REPUBLIKA.CO.ID, JAKARTA -- Pemerintah melalui Kementerian Perdagangan (Kemendag) mulai memperketat ekspor minyak sawit atau CPO dan turunannya. Ini dilakukan untuk mengamankan kebutuhan bulan Ramadhan dan Idul Fitri yang akan dimulai pada Maret 2023 mendatang.
Pengetatan tersebut ditempuh dengan menurunkan rasio volume ekspor dari volume domestic market obgligation (DMO) yang dijalankan para perusahaan. Sebelumnya, volume DMO sebesar 1:8 yang artinya, pelaku usaha akan mendapatkan izin ekspor CPO delapan kali lipat dari volume DMO yang dijalankan di dalam negeri.
"Aturannya sudah ada, sekarang jadi 1:6 Kenapa? karena untuk persiapan hadapi puasa dan Lebaran, mungkin kebutuhan dalam negeri akan meningkat," kata Zulkifli dalam konferensi pers di Jakarta, Senin (2/1/2023).
Meski demikian ia meyakini kebijakan itu tidak akan berdampak besar pada kinerja ekspor sebab kuota yang diberikan itu masih cukup besar. Para eksportir diyakini masih cukup longgar untuk bisa melakukan ekspor setelah memenuhi kewajiban DMO.
"Namun, ini sinyal agar kepentingan dalam negeri diutamakan dan ditambah," kata Zulhas.
Seperti diketahui, kebijakan DMO diterapkan Kemendag sejak tahun lalu untuk memastikan kecukupan pasokan CPO untuk pasar domestik. Terutama untuk minyak goreng yang sempat mengalami kelangkaan dan lonjakan harga awal tahun 2022 lalu.
Pemerintah menargetkan volume minyak goreng hasil DMO mencapai sedikitnya 300 ribu ton per bulan, di atas dari rerata kebutuhan bulanan sekitar 250 ribu ton. Zulhas menambahkan, harga minyak goreng dalam negeri pun telah dikendalikan.

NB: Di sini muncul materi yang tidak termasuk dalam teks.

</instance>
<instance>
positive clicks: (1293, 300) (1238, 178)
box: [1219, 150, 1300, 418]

Kemendag juga telah membuat kebijakan Minyakita seharga Rp 14 ribu per liter yang mudah diakses oleh masyarakat melalui pasar tradisional maupun toko ritel modern. Ini sesuai janjinya pada Presiden RI, Joko Widodo untuk menurunkan harga minyak goreng yang dapat dilakukan dalam satu bulan.
"Saat ini, produk Minyakita sudah dijual ke seluruh provinsi, termasuk wilayah timur Indonesia seperti Papua, Papua Barat, hingga Nusa Tenggara Timur (NTT)," katanya.